Moreover, the “mtrjm” (translator) element challenges the Anglophone dominance of poetry films. The Ottoman Turkish subtitles reframe Dowson’s colonial-era longing through a post-imperial gaze—a rare postcolonial reading of Victorian decadence.
Finally, the numeric suffix “1” suggests a first attempt, a draft. Perhaps somewhere, in “may syma 2” or “may syma 3,” lies a completed version. But the imperfect, the incomplete, the barely preserved—that is the true subject of this essay. As Dowson wrote: “I have been faithful to thee, Cynara! in my fashion.” And we remain faithful to this mislabeled ghost of 1996, hunting it fragment by fragment.
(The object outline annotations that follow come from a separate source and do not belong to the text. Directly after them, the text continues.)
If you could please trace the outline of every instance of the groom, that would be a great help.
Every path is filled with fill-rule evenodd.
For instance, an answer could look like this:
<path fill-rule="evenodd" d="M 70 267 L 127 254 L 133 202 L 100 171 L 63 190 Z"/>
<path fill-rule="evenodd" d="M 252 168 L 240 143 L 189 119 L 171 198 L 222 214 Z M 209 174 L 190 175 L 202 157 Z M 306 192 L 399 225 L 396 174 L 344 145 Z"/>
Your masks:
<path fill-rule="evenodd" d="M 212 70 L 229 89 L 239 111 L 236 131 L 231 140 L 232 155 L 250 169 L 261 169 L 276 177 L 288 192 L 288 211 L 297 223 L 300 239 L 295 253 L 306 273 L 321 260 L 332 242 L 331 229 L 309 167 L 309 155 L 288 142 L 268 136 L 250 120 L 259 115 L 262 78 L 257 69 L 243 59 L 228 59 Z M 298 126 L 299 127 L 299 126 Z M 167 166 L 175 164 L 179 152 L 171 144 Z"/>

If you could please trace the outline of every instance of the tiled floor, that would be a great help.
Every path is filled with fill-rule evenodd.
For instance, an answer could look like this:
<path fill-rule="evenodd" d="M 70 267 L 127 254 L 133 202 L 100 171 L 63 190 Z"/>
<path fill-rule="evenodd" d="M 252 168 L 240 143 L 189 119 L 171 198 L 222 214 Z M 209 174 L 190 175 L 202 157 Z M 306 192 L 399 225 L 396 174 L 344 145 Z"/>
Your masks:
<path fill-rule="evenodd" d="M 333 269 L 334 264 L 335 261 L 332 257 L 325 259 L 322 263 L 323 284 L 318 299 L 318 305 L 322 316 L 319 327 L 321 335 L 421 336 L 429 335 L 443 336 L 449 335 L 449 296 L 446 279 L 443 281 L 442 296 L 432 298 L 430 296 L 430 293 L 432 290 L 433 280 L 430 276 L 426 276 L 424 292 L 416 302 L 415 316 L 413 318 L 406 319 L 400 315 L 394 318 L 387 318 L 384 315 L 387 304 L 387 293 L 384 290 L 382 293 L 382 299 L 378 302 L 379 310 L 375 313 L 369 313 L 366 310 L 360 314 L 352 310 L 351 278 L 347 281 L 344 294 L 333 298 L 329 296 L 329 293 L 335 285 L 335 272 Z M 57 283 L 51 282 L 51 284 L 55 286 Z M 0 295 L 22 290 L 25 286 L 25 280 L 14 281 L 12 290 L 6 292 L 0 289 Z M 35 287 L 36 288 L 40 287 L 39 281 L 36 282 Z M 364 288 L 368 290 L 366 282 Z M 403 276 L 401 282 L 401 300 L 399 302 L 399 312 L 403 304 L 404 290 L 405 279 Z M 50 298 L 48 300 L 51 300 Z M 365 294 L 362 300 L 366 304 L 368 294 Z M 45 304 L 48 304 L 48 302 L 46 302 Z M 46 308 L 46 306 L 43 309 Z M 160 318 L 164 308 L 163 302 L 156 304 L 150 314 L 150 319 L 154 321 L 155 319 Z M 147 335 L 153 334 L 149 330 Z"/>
Alternatively, “fylm” might be a misspelled “file” — as in an early hypertext poem on CD-ROM. In 1996, platforms like HyperCard, Storyspace, or Macromedia Director allowed poets to create nonlinear “poetry in motion.”
A file named fylm_cynara_poetry_in_motion_1996_mtrjm_may_syma_1.exe could contain:
In 1996, Poetry in Motion would have been unclassifiable: too broken for trip-hop, too melodic for industrial, too rhythmic for ambient. Buried in the shadow of Selected Ambient Works Volume II and Endtroducing....., it had no commercial hope.
But heard today, it is eerily prescient. The track prefigures the “haunted hardware” sound of 2020s acts like Hainbach or Amulets, the degraded-digital aesthetic of vaporwave’s broken-transmission subgenre, and even the ASMR-adjacent intimacy of field-recording-based composition. More than that, “1996 mtrjm - may syma 1” captures a specific technological melancholy—the feeling of a machine trying to remember a song it was never taught.
The “mtrjm” in the title might finally be understood not as “matrix” but as “matter.” This is music as matter: decaying, finite, irreproducible. No remaster exists. No stems. The original CD-Rs, if any survive, are likely unplayable due to disc rot.